Inès Léraud : Le remembrement est l’origine d’une politique agricole tournée vers la compétition internationale, une logique qui n’a aucun sens. L’agriculture est intrinsèquement liée aux sols et au paysage, et il est absurde de chercher à concurrencer des productions sur des sols américains. Poursuivre dans cette direction revient à achever l’agriculture, en la rendant hors-sol, industrielle et sans rapport avec les paysannes et les paysans.
Pourtant, aujourd’hui encore, les mouvements agricoles sont guidés par la FNSEA, qui a toujours poussé vers l’intensification et l’endettement.

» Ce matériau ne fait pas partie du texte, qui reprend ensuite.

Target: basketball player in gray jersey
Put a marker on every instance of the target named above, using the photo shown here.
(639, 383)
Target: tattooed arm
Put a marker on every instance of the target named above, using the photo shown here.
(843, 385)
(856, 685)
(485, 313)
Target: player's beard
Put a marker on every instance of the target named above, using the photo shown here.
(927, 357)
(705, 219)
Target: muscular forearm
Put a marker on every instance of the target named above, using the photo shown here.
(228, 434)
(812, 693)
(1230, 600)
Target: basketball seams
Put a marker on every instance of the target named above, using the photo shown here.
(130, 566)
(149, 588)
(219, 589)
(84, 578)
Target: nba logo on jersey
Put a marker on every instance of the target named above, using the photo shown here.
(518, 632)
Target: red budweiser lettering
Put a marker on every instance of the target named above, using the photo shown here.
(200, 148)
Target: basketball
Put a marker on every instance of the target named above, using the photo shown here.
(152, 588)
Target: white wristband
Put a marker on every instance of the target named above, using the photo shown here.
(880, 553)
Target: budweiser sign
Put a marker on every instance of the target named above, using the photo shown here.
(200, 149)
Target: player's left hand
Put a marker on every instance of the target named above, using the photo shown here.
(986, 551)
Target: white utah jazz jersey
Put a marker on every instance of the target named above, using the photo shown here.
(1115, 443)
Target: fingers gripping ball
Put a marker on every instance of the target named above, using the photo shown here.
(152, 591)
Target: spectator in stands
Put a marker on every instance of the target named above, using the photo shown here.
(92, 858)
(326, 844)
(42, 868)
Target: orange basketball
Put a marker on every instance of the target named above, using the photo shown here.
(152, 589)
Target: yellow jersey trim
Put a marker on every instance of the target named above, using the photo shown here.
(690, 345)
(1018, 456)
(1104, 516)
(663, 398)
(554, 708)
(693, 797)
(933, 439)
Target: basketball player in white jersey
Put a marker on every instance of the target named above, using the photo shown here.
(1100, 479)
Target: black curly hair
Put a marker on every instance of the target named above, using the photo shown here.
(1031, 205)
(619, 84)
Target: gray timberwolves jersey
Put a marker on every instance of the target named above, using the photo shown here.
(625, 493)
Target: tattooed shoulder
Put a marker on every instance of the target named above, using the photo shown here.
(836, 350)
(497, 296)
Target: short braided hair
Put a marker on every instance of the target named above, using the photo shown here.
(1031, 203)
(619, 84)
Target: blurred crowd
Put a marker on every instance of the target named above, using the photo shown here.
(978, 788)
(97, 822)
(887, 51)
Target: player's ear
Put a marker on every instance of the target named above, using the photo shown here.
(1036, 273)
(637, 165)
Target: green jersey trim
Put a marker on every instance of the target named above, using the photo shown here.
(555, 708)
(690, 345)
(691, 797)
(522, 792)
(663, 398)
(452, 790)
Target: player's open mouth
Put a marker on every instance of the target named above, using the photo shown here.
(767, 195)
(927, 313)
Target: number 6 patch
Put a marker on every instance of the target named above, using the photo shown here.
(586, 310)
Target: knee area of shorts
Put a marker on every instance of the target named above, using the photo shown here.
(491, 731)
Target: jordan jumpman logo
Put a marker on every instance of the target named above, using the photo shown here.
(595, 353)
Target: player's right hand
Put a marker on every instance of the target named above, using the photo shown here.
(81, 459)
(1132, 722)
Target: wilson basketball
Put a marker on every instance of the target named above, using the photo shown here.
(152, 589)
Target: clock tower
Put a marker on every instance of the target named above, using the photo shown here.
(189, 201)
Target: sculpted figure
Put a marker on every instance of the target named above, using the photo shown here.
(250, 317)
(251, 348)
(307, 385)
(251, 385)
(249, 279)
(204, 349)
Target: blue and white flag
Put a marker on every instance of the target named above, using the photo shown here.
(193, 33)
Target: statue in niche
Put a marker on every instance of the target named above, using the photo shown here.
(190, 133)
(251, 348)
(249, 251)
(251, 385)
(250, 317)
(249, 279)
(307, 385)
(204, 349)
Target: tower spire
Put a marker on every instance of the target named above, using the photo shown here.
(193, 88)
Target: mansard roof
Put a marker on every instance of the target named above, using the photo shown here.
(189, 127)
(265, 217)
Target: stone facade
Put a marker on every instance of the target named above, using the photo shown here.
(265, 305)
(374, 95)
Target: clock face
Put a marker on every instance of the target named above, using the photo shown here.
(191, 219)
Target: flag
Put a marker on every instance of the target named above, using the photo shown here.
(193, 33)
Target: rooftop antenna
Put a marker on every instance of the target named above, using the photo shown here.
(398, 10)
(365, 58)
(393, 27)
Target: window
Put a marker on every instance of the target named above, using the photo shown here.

C’est elle qui a accompagné ce modèle et continue à le promouvoir. Il est paradoxal qu’elle soit à l’origine de manifestations, alors qu’elle incarne cette logique destructrice.
L’agriculture écologique nécessite-t-elle de démembrer ce qui a été remembré ?
Inès Léraud : Certains agriculteurs recréent du bocage et redivisent les parcelles. Mais il ne s’agit pas de tout défaire : il faut garder les routes, le parcellaire regroupé. Les experts nous disent qu’il faudrait installer un million de fermes en France, plus autonomes, moins consommatrices d’énergies fossiles, moins endettées, plus diversifiées et réduire d’un quart notre consommation de produits animaux. Pour cela, il faut des politiques publiques à l’installation.
La modernisation a apporté de bons outils, des connaissances scientifiques que nous pouvons utiliser pour des vies plus sobres, plus collectives, plus égalitaires et moins difficiles qu’auparavant. Nous devons combiner les bénéfices des outils modernes avec un retour à des pratiques plus autonomes et respectueuses de l’environnement.